Toutes les bonnes séries Amazon sont-elles forcément nimbées de drame? Non. «The Marvelous Mrs Maisel» fait le pari de la comédie, en suivant l’histoire de Midge, mère de famille new-yorkaise juive issue de la grande bourgeoisie, dont la vie bascule le jour où son mari l’abandonne pour sa secrétaire. Un bouleversement en entraînant un autre, Midge se découvre alors une passion pour le stand-up. Mais aux États-Unis à la fin des années 1950, on en fait difficilement son activité professionnelle, surtout lorsqu’on est une femme…
«The Marvelous Mrs Maisel» conjugue tout ce qui fait un excellent divertissement: à l’écriture soignée des personnages et des rebondissements s’ajoute une esthétique léchée et des costumes extraordinaires, qui ressuscitent avec brio le New York de la moitié du XXe siècle. Il ne fallait, pour parfaire le tout, qu’une actrice à la hauteur. C’est chose faite avec Rachel Brosnahan (aperçue auparavant dans «House of cards»), qui a d’ailleurs obtenu deux Golden Globes pour ce rôle.
«The Man in the High Castle»
Et si l’Allemagne nazie et son allié japonais avaient finalement gagné la Seconde Guerre mondiale? Voilà le point de départ de «The Man in the High Castle», roman du maître de la science-fiction, Philip K. Dick, adapté en série. Cette uchronie imagine donc des États-Unis divisés en trois zones, l’une contrôlée par le Troisième Reich, l’autre par le Japon, et la dernière, neutre, faisant tampon entre les deux. Alors qu’en 1962, les relations entre Berlin et Tokyo se détériorent, un groupe de résistants tente de faire passer des films en zone neutre. Des films qui montrent que, dans une autre réalité, les nazis auraient perdu la guerre…
Totalement addictive, très enlevée, «The Man in the High Castle» vaut évidemment pour sa géniale intrigue. Mais la série a su, aussi, se concentrer sur le développement de personnages attachants, devenus le principal argument pour en dévorer les quatre saisons.
«Transparent»
Pour raconter l’histoire de Maura Pfefferman, qui décide au début de la série de s’assumer en tant que femme après avoir été inconfortablement coincée dans le corps masculin de Mort toute sa vie, Joey Soloway, créateur.ice de «Transparent», s’est inspiré.e du parcours de son propre père, devenu femme sur le tard. Mais la série prend le contrepied de ce qu’on attend à première vue. Ce n’est pas tant la transition de genre du personnage principal qui tient lieu ici d’arc narratif mais les bouleversements induits sur la famille Pfefferman dans son ensemble, notamment les trois enfants, mis face à leurs névroses.
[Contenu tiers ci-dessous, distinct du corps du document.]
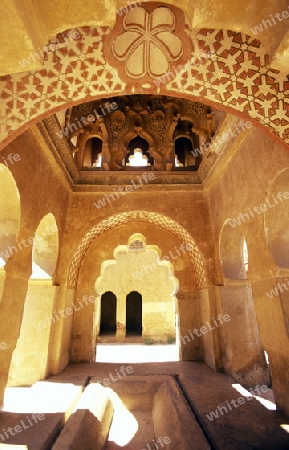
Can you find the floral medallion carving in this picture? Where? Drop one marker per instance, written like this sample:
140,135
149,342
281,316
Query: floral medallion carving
148,42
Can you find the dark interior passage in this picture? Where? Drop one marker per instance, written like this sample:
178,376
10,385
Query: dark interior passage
134,314
108,313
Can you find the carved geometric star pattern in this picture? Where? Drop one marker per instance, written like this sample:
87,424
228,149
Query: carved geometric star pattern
235,74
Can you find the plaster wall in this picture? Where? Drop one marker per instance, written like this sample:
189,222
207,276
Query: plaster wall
243,184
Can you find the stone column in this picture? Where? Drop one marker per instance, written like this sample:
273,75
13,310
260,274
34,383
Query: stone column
11,310
120,317
244,358
273,325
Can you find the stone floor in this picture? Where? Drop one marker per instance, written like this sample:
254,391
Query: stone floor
245,426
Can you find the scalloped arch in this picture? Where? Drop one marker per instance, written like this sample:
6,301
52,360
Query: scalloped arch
120,219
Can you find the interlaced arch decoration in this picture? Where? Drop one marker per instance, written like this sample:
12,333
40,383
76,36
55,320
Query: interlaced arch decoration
157,219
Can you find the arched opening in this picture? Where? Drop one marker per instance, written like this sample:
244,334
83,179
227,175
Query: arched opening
108,313
184,152
138,155
134,314
92,153
186,141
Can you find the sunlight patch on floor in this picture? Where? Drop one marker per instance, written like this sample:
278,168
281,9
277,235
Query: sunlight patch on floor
136,353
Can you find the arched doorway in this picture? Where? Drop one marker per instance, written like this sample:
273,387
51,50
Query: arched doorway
134,314
108,313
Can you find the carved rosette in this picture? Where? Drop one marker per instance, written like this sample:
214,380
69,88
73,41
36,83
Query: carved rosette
148,42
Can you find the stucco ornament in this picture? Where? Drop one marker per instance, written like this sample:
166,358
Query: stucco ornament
148,44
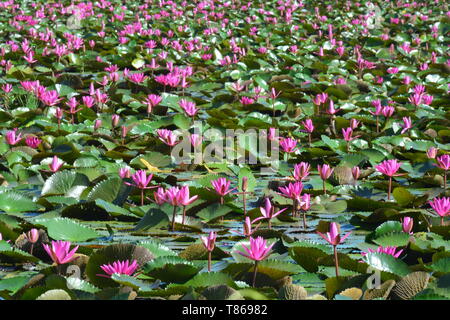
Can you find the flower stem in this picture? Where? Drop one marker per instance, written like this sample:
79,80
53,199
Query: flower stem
304,220
336,262
209,260
254,273
173,217
389,188
184,215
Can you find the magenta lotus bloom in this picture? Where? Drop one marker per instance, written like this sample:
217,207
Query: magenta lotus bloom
33,142
356,171
325,171
407,124
60,252
119,267
268,212
152,101
184,199
167,136
432,153
292,191
124,172
389,168
309,128
188,107
259,250
141,181
441,206
443,162
32,236
301,171
222,187
56,164
288,144
334,238
407,224
392,251
209,243
12,138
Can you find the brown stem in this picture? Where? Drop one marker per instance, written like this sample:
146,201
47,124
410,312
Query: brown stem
336,262
254,273
173,217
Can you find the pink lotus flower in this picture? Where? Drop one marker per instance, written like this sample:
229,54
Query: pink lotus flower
33,142
247,100
347,133
444,162
388,111
151,101
441,206
222,187
184,198
188,107
167,136
141,180
196,140
209,241
137,77
268,212
32,236
60,252
432,152
119,267
392,251
308,124
407,224
124,172
259,250
325,171
356,171
56,164
333,237
301,171
389,167
331,110
288,144
292,191
407,124
12,138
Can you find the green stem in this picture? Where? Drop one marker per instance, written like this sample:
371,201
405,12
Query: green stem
173,217
254,273
336,262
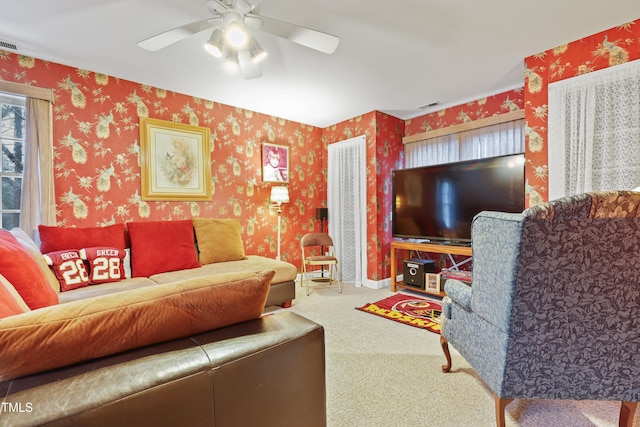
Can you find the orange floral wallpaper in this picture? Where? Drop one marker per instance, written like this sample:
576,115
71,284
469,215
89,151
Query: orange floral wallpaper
384,153
605,49
97,165
96,146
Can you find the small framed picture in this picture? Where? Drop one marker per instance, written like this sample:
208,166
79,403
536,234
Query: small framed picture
432,283
275,163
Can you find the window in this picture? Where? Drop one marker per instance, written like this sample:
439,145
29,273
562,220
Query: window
12,140
486,141
594,129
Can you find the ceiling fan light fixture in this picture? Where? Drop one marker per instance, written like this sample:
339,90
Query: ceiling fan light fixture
215,43
231,62
236,35
258,54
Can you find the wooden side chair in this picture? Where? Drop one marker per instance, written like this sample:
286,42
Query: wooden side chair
311,244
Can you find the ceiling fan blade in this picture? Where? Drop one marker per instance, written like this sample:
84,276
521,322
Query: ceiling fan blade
243,6
313,39
250,70
166,38
217,6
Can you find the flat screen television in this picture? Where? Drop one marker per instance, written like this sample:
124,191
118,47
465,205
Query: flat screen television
437,203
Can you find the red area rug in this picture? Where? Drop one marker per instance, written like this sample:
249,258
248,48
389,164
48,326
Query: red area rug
408,309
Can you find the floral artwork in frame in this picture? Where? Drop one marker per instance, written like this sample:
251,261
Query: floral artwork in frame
275,163
174,161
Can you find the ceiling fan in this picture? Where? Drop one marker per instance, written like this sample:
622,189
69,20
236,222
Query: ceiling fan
232,40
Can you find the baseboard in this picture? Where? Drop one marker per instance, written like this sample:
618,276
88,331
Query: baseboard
372,284
378,284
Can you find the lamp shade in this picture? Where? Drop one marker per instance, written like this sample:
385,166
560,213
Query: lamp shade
280,194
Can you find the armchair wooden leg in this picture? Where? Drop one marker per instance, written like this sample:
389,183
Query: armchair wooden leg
445,348
501,405
627,411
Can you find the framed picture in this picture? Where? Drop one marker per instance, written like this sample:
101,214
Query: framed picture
174,161
432,283
275,163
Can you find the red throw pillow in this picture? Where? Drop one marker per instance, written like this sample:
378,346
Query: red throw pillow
105,264
62,238
69,268
23,272
161,246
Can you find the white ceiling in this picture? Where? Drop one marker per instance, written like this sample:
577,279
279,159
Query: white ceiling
393,55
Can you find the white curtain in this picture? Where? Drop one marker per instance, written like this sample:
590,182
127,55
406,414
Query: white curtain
347,207
489,141
594,132
38,199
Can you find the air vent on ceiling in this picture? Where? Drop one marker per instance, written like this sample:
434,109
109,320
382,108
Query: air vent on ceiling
429,105
9,45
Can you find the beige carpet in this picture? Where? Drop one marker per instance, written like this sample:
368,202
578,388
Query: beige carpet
383,373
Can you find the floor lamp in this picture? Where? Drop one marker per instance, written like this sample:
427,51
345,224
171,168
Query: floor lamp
279,195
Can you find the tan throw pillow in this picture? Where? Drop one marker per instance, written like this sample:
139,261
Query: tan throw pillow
218,240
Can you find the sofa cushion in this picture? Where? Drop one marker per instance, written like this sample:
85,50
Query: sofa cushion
284,270
159,246
218,239
105,264
69,268
111,288
127,320
34,250
56,238
11,303
23,272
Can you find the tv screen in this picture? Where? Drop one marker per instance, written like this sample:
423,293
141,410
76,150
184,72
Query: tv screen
437,203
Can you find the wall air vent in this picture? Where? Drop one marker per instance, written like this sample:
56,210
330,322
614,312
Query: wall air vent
9,45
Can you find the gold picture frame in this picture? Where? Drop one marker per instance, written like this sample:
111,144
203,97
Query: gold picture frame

Drôle et touchante, «Transparent» jongle avec brio avec tous les thèmes liés à la famille et à la sexualité, de la parentalité jusqu’au désir, pour finalement explorer finement tout ce qui fait l’identité profonde des individus. Après quatre saisons, la série a dû composer avec la disparition de son personnage principal, en raison des accusations de violences sexistes et sexuelles portées à l’encontre de l’acteur Jeffrey Tambor. Elle s’est finalement conclue avec un film musical aussi improbable que réussi. Au-delà même de son propos, «Transparent» a permis de faire nettement évoluer les représentations devant et derrière la caméra, notamment en convoquant des dizaines de personnes trans en tant que scénaristes, consultants ou pour tenir des seconds rôles.